…Nigeria may get some relief
After resisting pressure from the United States to increase production level to mitigate the continuous upward movement of prices of crude oil in the global market, OPEC+ decided on Thursday to ramp up its monthly oil production increase to nearly 650,000 barrels per day (bpd) .
Hopefully, if this happens, Nigeria might get some relief in terms of the cost of fuel subsidy which has literarily wiped out whatever gains the country might be making as revenue from increased crude oil prices.
The subsidy payment has already hit N6 trillion and this is dislocating the economy of the country.
This is because the group is looking to compensate for falling production in its key member Russia amid expectations of strong fuel demand this summer.
In another super-short meeting, also, on Thursday, the ministers of the alliance agreed to boost the monthly production increases more than the usual 432,000 bpd, accepting the reomcmendation of the Joint Ministerial Monitoring Committee, which had met earlier in the day.
“The Meeting noted the most recent reopening from lockdowns in major global economic centers. It further noted that global refinery intake is expected to increase after seasonal maintenance,” OPEC said after the OPEC+ ministerial meeting ended.
The key decision of the meeting was to “Advance the planned overall production adjustment for the month of September and redistribute equally the 0.432 mb/d production increase over the months of July and August 2022. Therefore, July production will be adjusted upward by 0.648 mb/d.”
Under the production table for July provided by OPEC, Saudi Arabia, and Russia each have a quota of 10.833 million bpd next month, while the overall OPEC+ production quota is 43.206 million BPD.

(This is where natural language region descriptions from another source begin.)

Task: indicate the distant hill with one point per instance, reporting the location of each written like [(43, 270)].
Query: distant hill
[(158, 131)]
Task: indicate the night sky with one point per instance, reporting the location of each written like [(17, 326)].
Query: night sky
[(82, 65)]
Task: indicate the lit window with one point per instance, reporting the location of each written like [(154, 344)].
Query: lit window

Russia, however, is struggling with shut-in wells and production declines because of the Western sanctions over Putin’s war in Ukraine. As of April, Russian production was already estimated to be around 1 million bpd below its OPEC+ quota.
Within OPEC+, only Saudi Arabia, the United Arab Emirates (UAE), and Iraq to some extent, are believed to have the spare capacity to boost production. Nearly all other members of the alliance have been struggling to meet their quotas even at the 400,000-bpd monthly production hike for OPEC+. At 650,000 bpd, it will be the Saudis and the UAE that will have to step up to compensate for others.

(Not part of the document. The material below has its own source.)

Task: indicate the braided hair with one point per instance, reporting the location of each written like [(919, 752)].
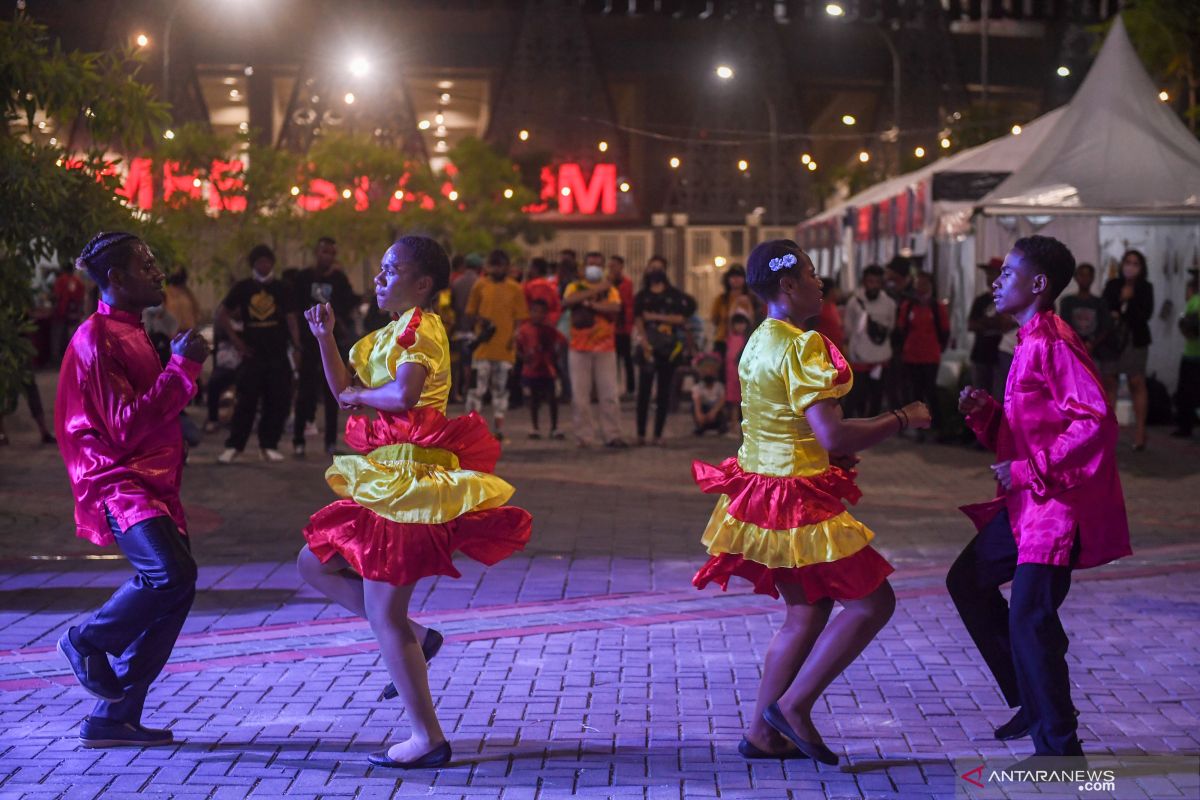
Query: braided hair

Following the OPEC+ decision, oil prices erased earlier losses and were trading slightly higher at 9:55 a.m. EST, suggesting that the market doesn’t see the additional barrels as enough to offset supply losses from Russia, especially if most OPEC+ producers continue to fail to meet their quotas. The large increases for Saudi Arabia and the UAE also shift the focus again on shrinking global spare capacity, which is mostly in those two OPEC members.
However, crude oil prices rose further after the Energy Information Administration reported on Thursday an inventory draw of 5.1 million barrels for the week to May 27.

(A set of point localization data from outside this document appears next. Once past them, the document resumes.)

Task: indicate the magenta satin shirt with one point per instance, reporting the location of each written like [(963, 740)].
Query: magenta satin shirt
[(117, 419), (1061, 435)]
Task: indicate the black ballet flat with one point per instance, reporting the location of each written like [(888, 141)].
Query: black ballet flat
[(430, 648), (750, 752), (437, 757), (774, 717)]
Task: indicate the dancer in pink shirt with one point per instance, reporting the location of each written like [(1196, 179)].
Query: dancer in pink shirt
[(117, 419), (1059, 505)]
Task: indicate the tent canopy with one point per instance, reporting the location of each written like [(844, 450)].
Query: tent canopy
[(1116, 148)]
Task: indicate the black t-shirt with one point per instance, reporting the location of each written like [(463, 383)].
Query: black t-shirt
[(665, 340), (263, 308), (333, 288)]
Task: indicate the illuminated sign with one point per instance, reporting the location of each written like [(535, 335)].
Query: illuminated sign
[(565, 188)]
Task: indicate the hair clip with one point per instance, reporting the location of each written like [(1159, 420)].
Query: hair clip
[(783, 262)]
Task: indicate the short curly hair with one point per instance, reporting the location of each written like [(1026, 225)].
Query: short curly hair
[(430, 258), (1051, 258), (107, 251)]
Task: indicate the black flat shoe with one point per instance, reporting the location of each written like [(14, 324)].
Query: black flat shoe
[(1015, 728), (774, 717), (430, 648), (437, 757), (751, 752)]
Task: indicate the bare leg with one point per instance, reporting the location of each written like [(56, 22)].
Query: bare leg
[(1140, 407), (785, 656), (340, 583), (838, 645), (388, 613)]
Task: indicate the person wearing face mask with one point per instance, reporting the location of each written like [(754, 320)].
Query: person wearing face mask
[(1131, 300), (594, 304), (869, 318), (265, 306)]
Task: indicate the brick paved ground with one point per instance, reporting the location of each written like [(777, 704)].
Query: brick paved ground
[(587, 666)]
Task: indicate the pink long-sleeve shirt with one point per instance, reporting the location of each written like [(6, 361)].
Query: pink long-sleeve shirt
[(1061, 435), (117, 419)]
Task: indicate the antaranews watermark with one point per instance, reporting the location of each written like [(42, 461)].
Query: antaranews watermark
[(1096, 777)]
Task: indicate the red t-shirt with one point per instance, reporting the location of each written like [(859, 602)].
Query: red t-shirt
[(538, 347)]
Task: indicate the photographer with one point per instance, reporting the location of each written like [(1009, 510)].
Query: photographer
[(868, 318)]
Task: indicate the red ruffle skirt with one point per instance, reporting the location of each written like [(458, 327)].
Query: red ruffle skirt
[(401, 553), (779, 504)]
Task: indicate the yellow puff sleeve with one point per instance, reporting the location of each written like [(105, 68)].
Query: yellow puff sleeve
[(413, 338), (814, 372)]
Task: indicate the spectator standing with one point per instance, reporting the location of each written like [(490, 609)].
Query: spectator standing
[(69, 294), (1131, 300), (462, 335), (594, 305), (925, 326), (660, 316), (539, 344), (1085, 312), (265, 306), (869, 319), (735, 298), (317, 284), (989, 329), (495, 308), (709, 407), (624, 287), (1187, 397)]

This compared with a draw of 1 million barrels for the previous week.
At 414.7 million barrels, U.S. crude oil inventories are some 15 percent below the five-year average for this time of the year.
In gasoline, the EIA estimated an inventory draw of 700,000 barrels for the week to May 27, which compared with a decline of half a million barrels for the previous week.
Gasoline production went up last week, averaging 10 million barrels daily, which compared with 9.4 million bpd a week earlier.
In middle distillates, the authority estimated an inventory decline of 500,000 barrels for the week to May 27, which compared with a build of 1.8 million barrels for the previous week.
Middle distillate production averaged 5 million bpd last week, compared with 5.1 million barrels daily a week earlier.
Refinery runs averaged 16 million barrels daily, with the average utilization rate at over 93 percent. Refinery shutdowns over the last two years have strained existing refining capacity, with the industry warning this utilization rate cannot be sustained for long periods of time.
The fuel squeeze might yet get worse as summer season kicks in across the northern hemisphere while Russian fuel supply abroad shrinks because of the latest wave of sanctions from the EU.
“The crude oil price is $120 per barrel but the product price — what you and I pay for petrol and diesel — is much, much higher. The overarching theme is the lack of investment,” Amrita Sen from Energy Aspects told the FT this week.
“We are in this for the long haul: potentially a decade,” the analyst added.